FOOD:Be a smart cookie: keep your brain cells and taste buds happy with these tasty dishes, writes Domini Kemp
SOME OF THE little tricks that food companies get up to make me laugh. I recently picked up a jar of green goo that was supposed to be some sort of guacamole dip. It didn't contain one ounce of real avocado, but was flavoured with avocado powder. It was the most poorly described product I have seen in a long time. Imagine buying an avocado dip that doesn't contain any avocados. Mental.
The other thing that makes me chuckle is when rubbishy food products are loaded with supplements. There are increasing amounts of evidence that Omega-3 fatty acids, folic acid and polyphenols all do fantastic work on improving the brain, but I reckon the more we can eat directly from natural foods, the better it is for us in the long run.
Surely a varied diet with plenty of raw foods and natural snacks, such as nuts rather than crisps, has to be better for us than poor diets full of processed foods, supplemented with a handful of pills?
Don't get me wrong. In certain cases, it absolutely makes sense to supplement diets with additional vitamins and minerals. But the aim is to eat better, enjoy our food more and give your system a breather from time to time. Therefore, suggestions that we should eat more Omega-3s (in oily fish, walnuts and kiwi fruit), more folic acid (in spinach, orange juice and marmite) and foods that have strong anti-oxidant effects (berries) are proving to be true, as scientists study the effects of food on the brain.
There is one polyphenol in particular, curcumin (which is what makes turmeric yellow), that has a protective effect on the brain. Scientists are taking note that in countries such as India, where a lot of curcumin is consumed, Alzheimer's disease is rarer than in other countries.
And on the Japanese island of Okinawa, where they consume loads of fish, there is a very low level of clinical depression. To back up the hypothesis that there is good brain food and bad brain food, scientists have found that diets rich in trans-fats and saturated fatty acids can badly affect cognition. They also found that simple over-eating is bad for the brain. With all this in mind, I'm sneaking in some super-healthy recipes to keep us all in tip-top shape.
Chickpea, chilli and garlic salad
This is a tweaked version of a Peter Gordon recipe. He adds feta cheese to it but I don't usually bother unless it's the star attraction of dinner, in which case I add feta or grilled halloumi cheese. My tolerance for chillies is improving somewhat, so I chuck a few of the seeds into the mixture. Or rather, I'm bad about de-seeding the chillies, so if a few get in there, so be it.

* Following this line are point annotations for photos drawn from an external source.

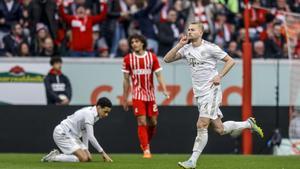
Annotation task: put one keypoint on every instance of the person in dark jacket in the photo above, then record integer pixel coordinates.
(168, 33)
(58, 86)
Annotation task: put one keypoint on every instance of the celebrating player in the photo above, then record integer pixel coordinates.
(67, 134)
(140, 66)
(202, 57)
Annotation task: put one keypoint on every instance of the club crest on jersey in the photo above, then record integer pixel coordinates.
(193, 62)
(142, 71)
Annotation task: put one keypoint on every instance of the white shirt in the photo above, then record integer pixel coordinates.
(203, 64)
(80, 124)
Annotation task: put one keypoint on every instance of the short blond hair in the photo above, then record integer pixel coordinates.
(199, 24)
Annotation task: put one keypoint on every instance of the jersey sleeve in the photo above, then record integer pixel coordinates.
(92, 139)
(156, 66)
(182, 50)
(89, 119)
(126, 65)
(217, 52)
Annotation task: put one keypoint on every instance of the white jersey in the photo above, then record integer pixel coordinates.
(76, 122)
(203, 64)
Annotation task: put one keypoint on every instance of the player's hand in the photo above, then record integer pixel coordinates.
(65, 102)
(183, 40)
(106, 158)
(60, 2)
(125, 105)
(216, 80)
(166, 94)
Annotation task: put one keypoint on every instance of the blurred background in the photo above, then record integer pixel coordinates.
(34, 31)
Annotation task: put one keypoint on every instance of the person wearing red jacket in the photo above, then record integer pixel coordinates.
(82, 28)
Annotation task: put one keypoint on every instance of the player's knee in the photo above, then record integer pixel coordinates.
(219, 130)
(202, 125)
(153, 123)
(83, 158)
(142, 123)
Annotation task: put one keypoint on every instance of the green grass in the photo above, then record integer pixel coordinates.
(159, 161)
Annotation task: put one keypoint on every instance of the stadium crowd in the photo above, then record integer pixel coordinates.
(100, 28)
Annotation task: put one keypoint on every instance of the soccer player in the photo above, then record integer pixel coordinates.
(202, 57)
(67, 134)
(140, 65)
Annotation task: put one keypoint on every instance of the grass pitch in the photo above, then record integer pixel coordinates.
(159, 161)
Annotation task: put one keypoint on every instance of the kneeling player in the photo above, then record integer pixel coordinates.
(67, 134)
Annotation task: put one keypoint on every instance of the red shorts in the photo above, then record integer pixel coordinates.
(147, 108)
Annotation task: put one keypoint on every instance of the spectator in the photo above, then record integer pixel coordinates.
(222, 30)
(42, 33)
(259, 50)
(203, 12)
(24, 50)
(182, 14)
(117, 23)
(168, 33)
(296, 6)
(144, 17)
(10, 12)
(58, 86)
(48, 48)
(294, 127)
(43, 11)
(13, 40)
(123, 48)
(275, 42)
(233, 50)
(81, 26)
(103, 53)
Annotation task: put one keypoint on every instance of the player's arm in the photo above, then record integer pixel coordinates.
(126, 87)
(162, 83)
(94, 142)
(173, 54)
(49, 90)
(229, 63)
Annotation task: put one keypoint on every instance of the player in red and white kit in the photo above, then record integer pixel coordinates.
(140, 65)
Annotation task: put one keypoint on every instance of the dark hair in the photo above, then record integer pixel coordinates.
(20, 48)
(140, 38)
(13, 25)
(104, 102)
(80, 5)
(55, 59)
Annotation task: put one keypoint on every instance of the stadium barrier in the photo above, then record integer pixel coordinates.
(29, 129)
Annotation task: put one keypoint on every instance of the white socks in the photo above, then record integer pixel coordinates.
(65, 158)
(235, 128)
(200, 143)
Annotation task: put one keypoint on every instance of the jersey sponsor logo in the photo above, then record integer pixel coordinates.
(58, 87)
(17, 74)
(142, 71)
(193, 62)
(155, 108)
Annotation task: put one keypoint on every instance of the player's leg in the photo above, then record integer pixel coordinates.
(234, 128)
(229, 127)
(152, 126)
(140, 113)
(199, 144)
(66, 143)
(78, 156)
(88, 155)
(152, 113)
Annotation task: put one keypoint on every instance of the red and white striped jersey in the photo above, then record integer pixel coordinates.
(141, 69)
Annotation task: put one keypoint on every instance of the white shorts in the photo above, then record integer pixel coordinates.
(67, 142)
(208, 105)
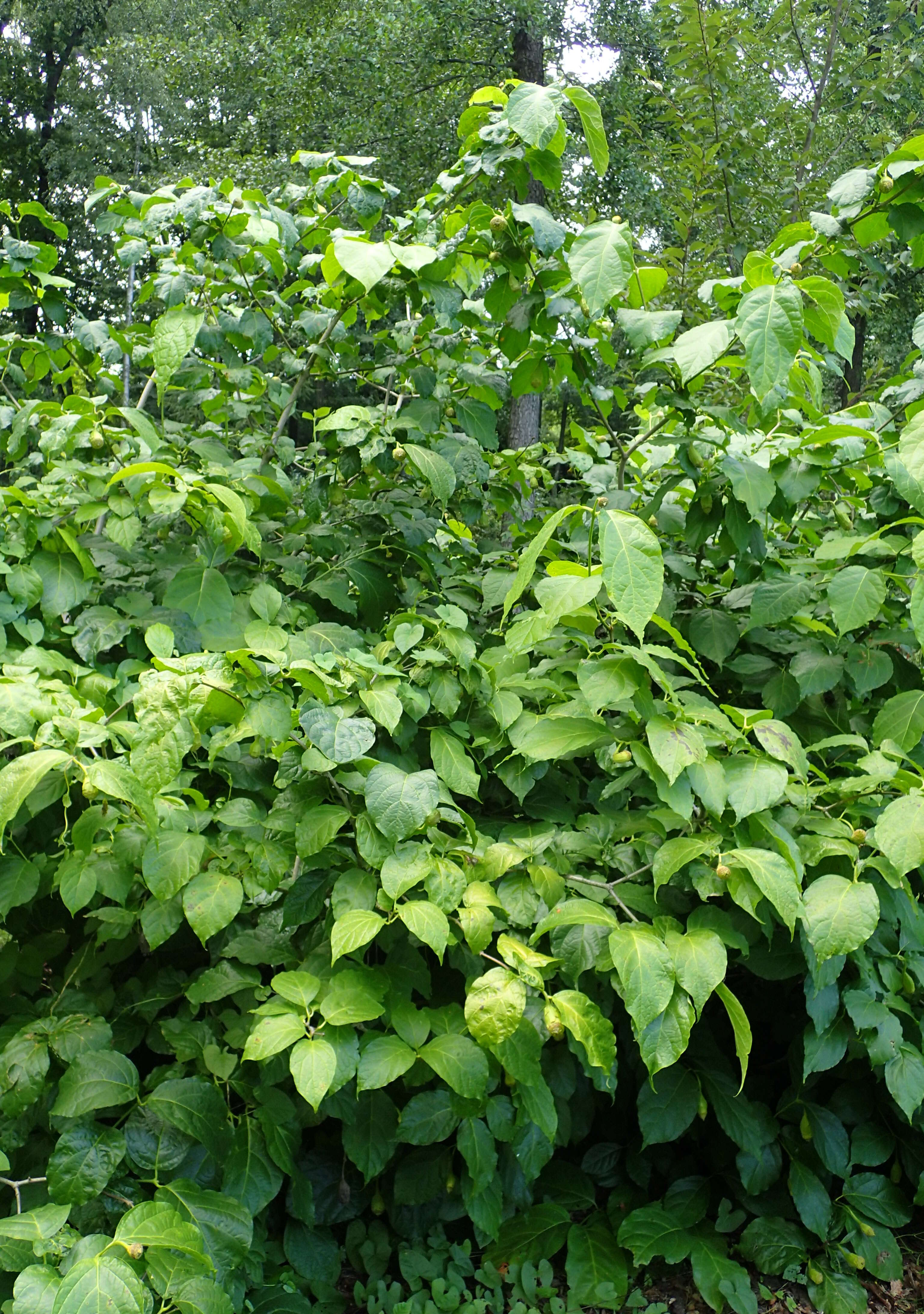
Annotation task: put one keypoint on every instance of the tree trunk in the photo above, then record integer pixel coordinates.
(852, 384)
(529, 65)
(525, 416)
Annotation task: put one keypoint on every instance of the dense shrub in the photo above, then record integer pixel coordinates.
(408, 839)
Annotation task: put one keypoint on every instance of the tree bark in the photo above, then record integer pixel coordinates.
(525, 417)
(852, 384)
(530, 66)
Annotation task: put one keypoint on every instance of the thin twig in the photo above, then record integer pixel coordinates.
(296, 388)
(146, 391)
(23, 1182)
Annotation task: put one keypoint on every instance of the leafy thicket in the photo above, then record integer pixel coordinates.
(408, 839)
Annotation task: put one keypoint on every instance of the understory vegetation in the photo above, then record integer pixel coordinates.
(489, 873)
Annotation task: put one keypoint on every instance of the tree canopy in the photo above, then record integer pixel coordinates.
(443, 870)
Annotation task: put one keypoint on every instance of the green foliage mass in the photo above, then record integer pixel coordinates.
(407, 839)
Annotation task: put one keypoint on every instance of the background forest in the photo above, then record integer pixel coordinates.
(462, 701)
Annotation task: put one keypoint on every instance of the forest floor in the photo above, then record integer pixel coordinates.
(676, 1295)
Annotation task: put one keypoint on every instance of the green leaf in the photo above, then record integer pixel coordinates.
(700, 962)
(901, 719)
(780, 742)
(319, 827)
(99, 1079)
(773, 1244)
(769, 324)
(751, 484)
(211, 902)
(347, 1002)
(221, 981)
(721, 1279)
(459, 1062)
(367, 262)
(754, 784)
(553, 738)
(250, 1174)
(371, 1138)
(116, 780)
(592, 123)
(533, 113)
(779, 600)
(20, 779)
(655, 1230)
(174, 337)
(35, 1290)
(353, 931)
(664, 1040)
(300, 989)
(668, 1106)
(905, 1078)
(576, 912)
(875, 1196)
(274, 1035)
(698, 349)
(36, 1224)
(436, 470)
(775, 878)
(713, 634)
(19, 884)
(900, 831)
(823, 317)
(675, 745)
(530, 556)
(157, 1224)
(601, 263)
(196, 1107)
(170, 862)
(495, 1006)
(838, 1294)
(428, 923)
(648, 328)
(539, 1233)
(399, 802)
(203, 594)
(342, 739)
(588, 1026)
(226, 1226)
(741, 1028)
(428, 1119)
(608, 681)
(675, 855)
(83, 1162)
(383, 708)
(856, 596)
(646, 972)
(453, 764)
(383, 1061)
(63, 585)
(839, 915)
(596, 1266)
(313, 1063)
(633, 568)
(100, 1283)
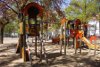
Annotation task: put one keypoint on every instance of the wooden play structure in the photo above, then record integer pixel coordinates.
(32, 11)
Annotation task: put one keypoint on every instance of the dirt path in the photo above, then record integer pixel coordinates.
(8, 57)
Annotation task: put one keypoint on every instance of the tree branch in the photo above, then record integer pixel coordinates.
(9, 7)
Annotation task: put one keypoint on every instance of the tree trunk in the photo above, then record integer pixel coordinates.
(1, 35)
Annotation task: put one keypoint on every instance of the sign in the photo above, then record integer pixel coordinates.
(31, 30)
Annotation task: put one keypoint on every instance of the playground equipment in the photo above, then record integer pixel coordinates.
(86, 41)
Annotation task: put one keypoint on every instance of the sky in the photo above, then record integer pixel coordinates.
(66, 5)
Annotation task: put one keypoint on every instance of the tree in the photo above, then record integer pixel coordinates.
(82, 9)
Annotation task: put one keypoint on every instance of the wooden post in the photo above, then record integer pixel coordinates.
(61, 40)
(75, 45)
(36, 37)
(41, 39)
(65, 38)
(24, 42)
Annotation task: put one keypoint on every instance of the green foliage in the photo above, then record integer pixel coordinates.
(82, 9)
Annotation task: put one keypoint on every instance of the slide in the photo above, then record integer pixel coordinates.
(87, 42)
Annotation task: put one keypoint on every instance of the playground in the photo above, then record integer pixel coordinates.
(43, 34)
(9, 58)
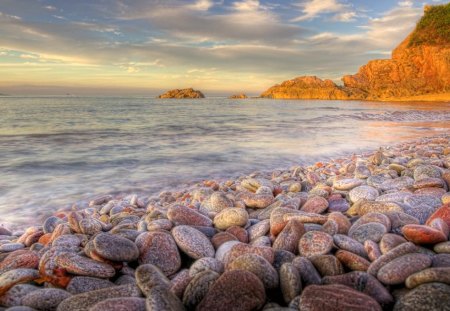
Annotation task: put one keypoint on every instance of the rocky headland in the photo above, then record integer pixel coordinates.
(418, 70)
(238, 96)
(365, 232)
(182, 93)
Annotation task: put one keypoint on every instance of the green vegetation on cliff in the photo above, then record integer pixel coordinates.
(434, 26)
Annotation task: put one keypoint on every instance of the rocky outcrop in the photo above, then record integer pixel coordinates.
(238, 96)
(309, 87)
(182, 93)
(418, 70)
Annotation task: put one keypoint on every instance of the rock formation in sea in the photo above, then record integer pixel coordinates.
(182, 93)
(420, 66)
(238, 96)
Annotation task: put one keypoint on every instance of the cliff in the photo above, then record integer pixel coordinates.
(238, 96)
(418, 70)
(309, 87)
(182, 93)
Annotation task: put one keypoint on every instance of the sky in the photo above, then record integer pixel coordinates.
(222, 47)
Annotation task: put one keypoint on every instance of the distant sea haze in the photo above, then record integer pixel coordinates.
(55, 151)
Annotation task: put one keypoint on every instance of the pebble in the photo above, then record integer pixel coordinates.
(182, 215)
(242, 287)
(80, 265)
(85, 301)
(16, 276)
(159, 248)
(315, 205)
(45, 299)
(336, 297)
(120, 304)
(162, 299)
(439, 274)
(192, 242)
(198, 287)
(362, 282)
(82, 284)
(363, 192)
(149, 276)
(258, 266)
(288, 239)
(399, 269)
(13, 297)
(308, 272)
(315, 243)
(115, 248)
(426, 297)
(231, 217)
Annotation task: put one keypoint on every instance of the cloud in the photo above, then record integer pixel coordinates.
(314, 8)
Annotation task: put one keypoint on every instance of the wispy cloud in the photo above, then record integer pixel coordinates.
(313, 8)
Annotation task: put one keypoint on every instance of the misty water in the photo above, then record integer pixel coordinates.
(55, 151)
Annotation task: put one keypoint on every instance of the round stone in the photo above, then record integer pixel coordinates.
(420, 234)
(243, 288)
(336, 297)
(290, 282)
(316, 205)
(120, 304)
(327, 265)
(231, 217)
(426, 297)
(371, 231)
(347, 184)
(149, 276)
(258, 266)
(363, 192)
(315, 243)
(440, 274)
(45, 299)
(159, 248)
(17, 276)
(85, 301)
(80, 265)
(363, 282)
(82, 284)
(192, 242)
(352, 261)
(115, 248)
(399, 269)
(206, 263)
(198, 288)
(289, 237)
(182, 215)
(308, 273)
(426, 171)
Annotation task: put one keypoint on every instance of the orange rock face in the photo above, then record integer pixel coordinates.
(419, 68)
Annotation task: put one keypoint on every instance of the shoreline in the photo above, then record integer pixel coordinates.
(325, 223)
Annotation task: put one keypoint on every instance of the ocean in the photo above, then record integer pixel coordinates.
(55, 151)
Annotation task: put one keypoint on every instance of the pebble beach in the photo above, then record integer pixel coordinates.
(364, 232)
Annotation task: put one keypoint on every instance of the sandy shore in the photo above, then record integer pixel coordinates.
(368, 231)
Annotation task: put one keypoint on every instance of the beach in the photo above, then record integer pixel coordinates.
(376, 222)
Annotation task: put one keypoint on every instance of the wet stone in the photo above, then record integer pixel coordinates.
(82, 284)
(120, 304)
(336, 297)
(242, 287)
(192, 242)
(159, 248)
(45, 299)
(426, 297)
(371, 231)
(399, 269)
(258, 266)
(115, 248)
(315, 243)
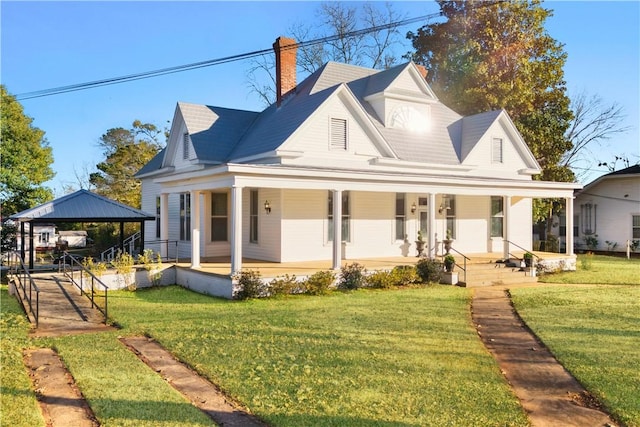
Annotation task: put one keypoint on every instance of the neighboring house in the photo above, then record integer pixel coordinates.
(74, 238)
(608, 210)
(375, 149)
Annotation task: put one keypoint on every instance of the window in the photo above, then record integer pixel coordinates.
(635, 225)
(157, 217)
(497, 151)
(449, 201)
(401, 216)
(345, 217)
(219, 217)
(185, 146)
(253, 216)
(185, 216)
(497, 216)
(338, 134)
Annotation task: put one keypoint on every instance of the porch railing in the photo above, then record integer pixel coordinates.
(85, 279)
(26, 287)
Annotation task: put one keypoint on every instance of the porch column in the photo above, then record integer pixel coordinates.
(431, 240)
(195, 228)
(337, 229)
(236, 229)
(569, 228)
(506, 228)
(164, 226)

200ml olive oil, plus extra to season
3 red chillies, finely-sliced
12 cloves garlic, peeled and sliced
3 red onions, peeled and finely sliced
150ml cider vinegar
1 large bunch coriander
1 large bunch flat-leaf parsley
1 large bunch mint
2 bunches spring onions
2 tins chickpeas
Juice and zest of one lemon
Salt and freshly ground black pepper
Handful of rocket or baby spinach leaves
Heat the olive oil in a medium-sized saucepan and gently cook the chillies, garlic and onions for about five minutes, until the onions are flaccid. Add the cider vinegar, turn up the heat and cook for a few more minutes, until some of the harshness of the vinegar has cooked off.
Put the onion mixture in a bowl to cool, and then roughly chop the herbs and spring onions. Drain and rinse the chickpeas under cold water and mix with the onions, the herbs and spring onions. Season with the juice and zest of a lemon, some more olive oil, salt and plenty of black pepper. Serve on top of the leaves.
Grilled mackerel with marinated cucumber and mustard creme fraiche (serves 4)
Marinated cucumber
100 ml white wine vinegar
1 bay leaf (if you have one)
1 chilli, finely chopped with or without seeds
2 tablespoons caster sugar
1 big cucumber
1 small onion, or a couple of shallots, peeled and finely chopped
Bunch of chives, finely chopped
4 mackerel fillets
Salt and pepper
Knob of butter or splash of olive oil
Mustard creme fraiche
Small bunch of dill, finely chopped
I tablespoon Dijon or wholegrain mustard
1 small tub creme fraiche (about 170 g)
In a small saucepan, heat up the vinegar with the bay leaf, chilli and caster sugar. Bring to the boil, then strain the liquid and allow to cool. Throw away the bay-leaf debris. Peel the cucumber, slice it thinly and mix with the chilli and vinegar syrup, the onions and chopped chives. Season to taste.
Turn up the grill to high and dot the mackerel skin with butter or a drizzle of olive oil, salt and pepper. Grill, skin-side up, until the skin starts to bubble, blister and char. It cooks very quickly, maybe just two to three minutes. Mix the creme fraiche with the dill and mustard, and serve with a spoonful of cucumber and a mackerel fillet.